The various offsets (phys_offset & ~TARGET_PAGE_MASK,
PHYS_OFFSET & TARGET_PAGE_MASK, region_offset) can all be synthesized
from the information in a MemoryRegionSection. Adjust phys_page_find()
to synthesize a PhysPageDesc.
The upshot is that phys_map now contains uniform values, so it's easier
to generate and compress.
The end result is somewhat clumsy but this will be improved as we we
propagate MemoryRegionSections throughout the code instead of transforming
them to PhysPageDesc.
The MemoryRegionSection pointers are stored as uint16_t offsets in an
array. This saves space (when we also compress node pointers) and is
more cache friendly.
Signed-off-by: Avi Kivity <avi@redhat.com>
---
exec.c | 187 ++++++++++++++++++++++++++++++++++++---------------------------
1 files changed, 107 insertions(+), 80 deletions(-)

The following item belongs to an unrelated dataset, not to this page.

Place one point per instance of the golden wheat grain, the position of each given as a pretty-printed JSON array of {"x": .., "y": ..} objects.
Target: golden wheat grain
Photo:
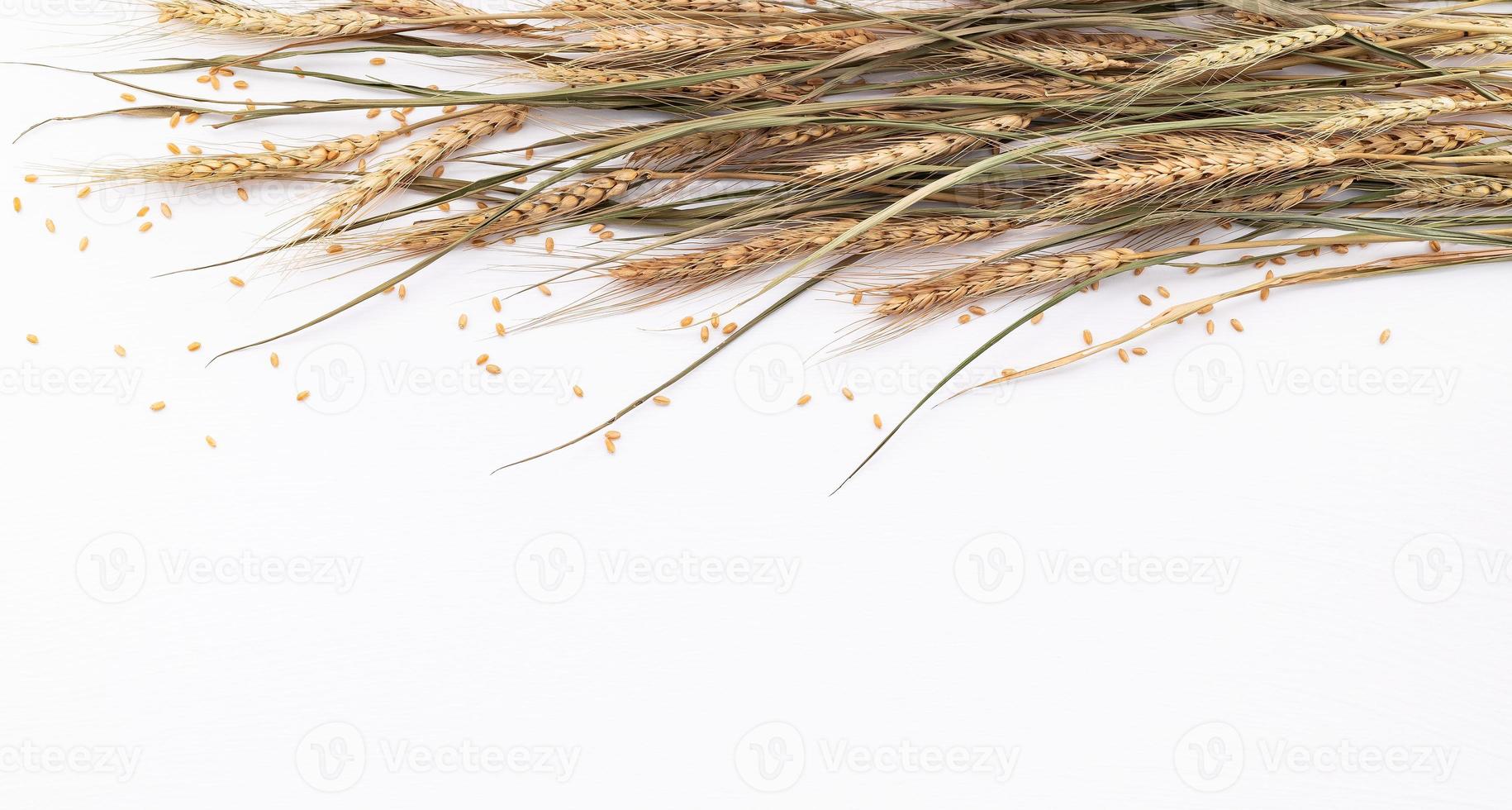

diff --git a/exec.c b/exec.c
index 536e70f..957bc6d 100644
--- a/exec.c
+++ b/exec.c
@@ -194,9 +194,13 @@
typedef struct PhysPageEntry PhysPageEntry;
+static MemoryRegionSection *phys_sections;
+static unsigned phys_sections_nb, phys_sections_nb_alloc;
+static uint16_t phys_section_unassigned;
+
struct PhysPageEntry {
union {
- PhysPageDesc leaf;
+ uint16_t leaf; /* index into phys_sections */
PhysPageEntry *node;
} u;
};
@@ -399,7 +403,7 @@ static inline PageDesc *page_find(tb_page_addr_t index)
}
#if !defined(CONFIG_USER_ONLY)
-static PhysPageDesc *phys_page_find_alloc(target_phys_addr_t index, int alloc)
+static uint16_t *phys_page_find_alloc(target_phys_addr_t index, int alloc)
{
PhysPageEntry *lp, *p;
int i, j;
@@ -414,11 +418,8 @@ static PhysPageDesc *phys_page_find_alloc(target_phys_addr_t index, int alloc)
}
lp->u.node = p = g_malloc0(sizeof(PhysPageEntry) * L2_SIZE);
if (i == 0) {
- int first_index = index & ~(L2_SIZE - 1);
for (j = 0; j < L2_SIZE; j++) {
- p[j].u.leaf.phys_offset = io_mem_unassigned.ram_addr;
- p[j].u.leaf.region_offset
- = (first_index + j) << TARGET_PAGE_BITS;
+ p[j].u.leaf = phys_section_unassigned;
}
}
}
@@ -430,16 +431,31 @@ static PhysPageDesc *phys_page_find_alloc(target_phys_addr_t index, int alloc)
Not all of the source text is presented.